Leandro Elías Valencia Vio
Having founded La Ruta Solar in 2008 with his college friend Eduardo Soto, Valencia Vio, a mechanical civil engineer from UTFSM, developed the first hybrid solar car race to explore the possibilities of renewable energy and energy efficiency. This led to the development of innovative technologies which contribute to the country’s sustainable growth. The next race, called Zero Challenge, will be held October 4 and 5 this year. Through a program called Taller Solar, La Ruta Solar works a lot with Chilean school children to help them realize the importance of renewable energy and the possibilities of solar energy.

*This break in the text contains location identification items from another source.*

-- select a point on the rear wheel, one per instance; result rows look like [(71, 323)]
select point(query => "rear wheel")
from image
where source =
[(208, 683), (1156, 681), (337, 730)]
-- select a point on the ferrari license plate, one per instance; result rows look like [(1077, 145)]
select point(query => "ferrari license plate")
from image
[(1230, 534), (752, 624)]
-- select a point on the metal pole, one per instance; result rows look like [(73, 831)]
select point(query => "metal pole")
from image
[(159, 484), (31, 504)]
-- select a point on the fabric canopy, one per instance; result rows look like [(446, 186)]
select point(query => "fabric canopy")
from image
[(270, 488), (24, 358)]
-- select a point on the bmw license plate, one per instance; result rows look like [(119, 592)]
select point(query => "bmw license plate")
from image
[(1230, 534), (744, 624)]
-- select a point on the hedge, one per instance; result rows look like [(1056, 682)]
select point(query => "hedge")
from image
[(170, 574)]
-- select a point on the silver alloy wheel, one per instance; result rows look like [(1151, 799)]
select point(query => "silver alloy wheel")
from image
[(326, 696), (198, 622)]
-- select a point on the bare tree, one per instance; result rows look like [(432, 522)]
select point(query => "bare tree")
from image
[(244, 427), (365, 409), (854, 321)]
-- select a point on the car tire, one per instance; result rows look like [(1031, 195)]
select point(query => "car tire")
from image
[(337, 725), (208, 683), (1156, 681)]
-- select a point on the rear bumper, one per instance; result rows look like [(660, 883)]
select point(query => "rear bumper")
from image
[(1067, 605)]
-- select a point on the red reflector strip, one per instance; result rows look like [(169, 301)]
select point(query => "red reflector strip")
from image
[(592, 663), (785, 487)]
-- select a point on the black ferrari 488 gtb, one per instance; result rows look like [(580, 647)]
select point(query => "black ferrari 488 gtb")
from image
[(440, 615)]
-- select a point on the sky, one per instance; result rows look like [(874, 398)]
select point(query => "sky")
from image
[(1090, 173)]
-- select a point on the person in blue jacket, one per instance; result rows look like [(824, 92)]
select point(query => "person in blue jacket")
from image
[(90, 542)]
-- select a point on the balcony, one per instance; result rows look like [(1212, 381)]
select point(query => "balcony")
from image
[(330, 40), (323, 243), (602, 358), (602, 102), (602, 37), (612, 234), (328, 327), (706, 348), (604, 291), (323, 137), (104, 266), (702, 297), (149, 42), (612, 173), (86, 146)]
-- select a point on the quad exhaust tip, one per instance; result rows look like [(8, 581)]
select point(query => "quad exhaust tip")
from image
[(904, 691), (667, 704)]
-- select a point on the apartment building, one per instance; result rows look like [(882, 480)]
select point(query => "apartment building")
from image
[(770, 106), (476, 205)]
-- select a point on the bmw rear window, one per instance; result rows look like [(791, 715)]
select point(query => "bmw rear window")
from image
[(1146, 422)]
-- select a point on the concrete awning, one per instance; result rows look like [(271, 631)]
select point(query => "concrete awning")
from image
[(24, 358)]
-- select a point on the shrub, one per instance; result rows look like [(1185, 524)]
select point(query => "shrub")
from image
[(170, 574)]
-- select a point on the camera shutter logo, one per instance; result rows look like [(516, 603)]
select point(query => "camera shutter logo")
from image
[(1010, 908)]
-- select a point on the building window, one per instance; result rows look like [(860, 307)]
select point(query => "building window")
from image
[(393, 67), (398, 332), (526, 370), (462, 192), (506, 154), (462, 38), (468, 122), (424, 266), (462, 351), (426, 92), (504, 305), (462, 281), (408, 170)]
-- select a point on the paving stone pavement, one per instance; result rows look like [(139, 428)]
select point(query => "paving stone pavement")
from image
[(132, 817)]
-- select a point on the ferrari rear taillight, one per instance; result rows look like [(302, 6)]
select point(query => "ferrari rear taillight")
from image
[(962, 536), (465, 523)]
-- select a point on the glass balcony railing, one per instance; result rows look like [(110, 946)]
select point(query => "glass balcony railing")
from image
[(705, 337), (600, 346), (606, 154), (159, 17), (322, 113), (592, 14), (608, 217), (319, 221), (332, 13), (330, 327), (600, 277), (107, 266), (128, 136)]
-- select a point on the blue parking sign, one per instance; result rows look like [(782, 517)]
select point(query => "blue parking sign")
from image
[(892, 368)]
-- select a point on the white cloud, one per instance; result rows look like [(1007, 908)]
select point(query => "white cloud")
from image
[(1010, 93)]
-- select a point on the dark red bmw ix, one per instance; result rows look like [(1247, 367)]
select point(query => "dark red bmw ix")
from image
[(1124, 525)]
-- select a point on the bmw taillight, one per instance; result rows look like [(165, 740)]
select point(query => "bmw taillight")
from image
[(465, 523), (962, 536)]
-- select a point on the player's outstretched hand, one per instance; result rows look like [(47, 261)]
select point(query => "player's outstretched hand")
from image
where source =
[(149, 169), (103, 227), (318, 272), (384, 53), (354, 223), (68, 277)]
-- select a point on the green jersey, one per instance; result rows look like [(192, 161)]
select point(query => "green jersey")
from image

Zolezzi created the Millennium Integrated Model, which argues that technological innovation is a tool to generate great economic and commercial impact, while creating great impact on social development. Zolezzi leads a team of scientific experts in robotics, nano particles, physics, plasma, and industrial design in the Advanced Innovation Center with the goal of generating significant social change through the equation that more technology equals less poverty.
Support is Key
ProChile co-sponsored a ‘Women Business & Innovation Trip’ for 15 Chilean female entrepreneurs and innovators to Silicon Valley during the week of August 19 to meet with top-level personnel from companies such as Google, Facebook and Indiegogo. Barbara Silva, the trip organizer and founder of BSTinnovation, said “Chile is a country that excels in providing us, women, with an environment of increasing recognition to our innovative ideas in regards to business, entrepreneurship and economic development. Our participation in this trip shows that we are at a level in which we can meet with some of the top technology organizations in the world, and we’re glad to have our country’s support.”
It is apparent that Chile does indeed support innovators in a real and tangible manner, something that other countries in the region could certainly learn from.